2. Public debt ratio
The IGCP, E.P.E. monthly bulletin presents only the Direct Government debt. The Direct Government debt is defined as the liabilities for which the sub-sector State is responsible in the form of financial obligations. According to the Council Regulation (EC) n.º 479/2009 of May 25, amended by Council Regulation (EU) n.º 220/2014 of March 7, General Government debt is the consolidated gross debt of the whole General Government Sector outstanding at nominal value.
At the end of 2014 the Direct Government debt totaled EUR 217,126 million (125.5% of GDP), while the General Government consolidated gross debt, according to the Maastricht criteria, reached EUR 225,280 million (130.2% of GDP), as reported to Eurostat on April 17, 2015.

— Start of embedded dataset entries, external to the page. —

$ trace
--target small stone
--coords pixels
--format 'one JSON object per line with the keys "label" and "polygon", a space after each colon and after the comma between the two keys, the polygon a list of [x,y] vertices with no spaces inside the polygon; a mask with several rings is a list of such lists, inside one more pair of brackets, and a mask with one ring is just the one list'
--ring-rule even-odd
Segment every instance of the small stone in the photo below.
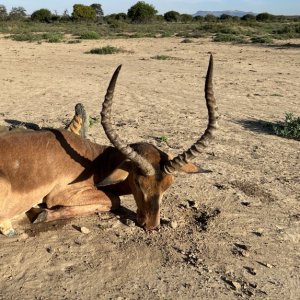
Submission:
{"label": "small stone", "polygon": [[53,252],[53,249],[52,249],[51,246],[48,246],[48,247],[46,248],[46,251],[47,251],[48,253],[52,253],[52,252]]}
{"label": "small stone", "polygon": [[171,228],[176,229],[178,227],[178,223],[176,221],[171,221],[170,226]]}
{"label": "small stone", "polygon": [[250,254],[246,250],[241,250],[241,255],[244,256],[244,257],[249,257]]}
{"label": "small stone", "polygon": [[245,269],[248,271],[249,274],[251,275],[256,275],[257,271],[254,268],[251,267],[245,267]]}
{"label": "small stone", "polygon": [[128,227],[134,227],[135,226],[135,222],[130,220],[130,219],[124,220],[124,224],[127,225]]}
{"label": "small stone", "polygon": [[232,281],[231,283],[236,290],[240,290],[242,288],[241,284],[237,281]]}
{"label": "small stone", "polygon": [[80,227],[80,232],[84,234],[89,234],[91,231],[86,227]]}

3. Financing cost of the loans issued under the Economic and Financial Assistance Program (EFAP)
The IGCP, E.P.E. monthly bulletin presents an estimate of the all in cost of all the loans issued under the EFAP. This estimate includes all costs (interest and fees), but depends on the future behavior of interest and exchange rates, since the loans issued by the International Monetary Fund (IMF) are denominated in foreign currency and pay variable rate, as do part of the loans issued by the European Financial Stability Fund (EFSF). The estimate is based on interest rate and exchange rate forwards and on the provisional EFSF funding program.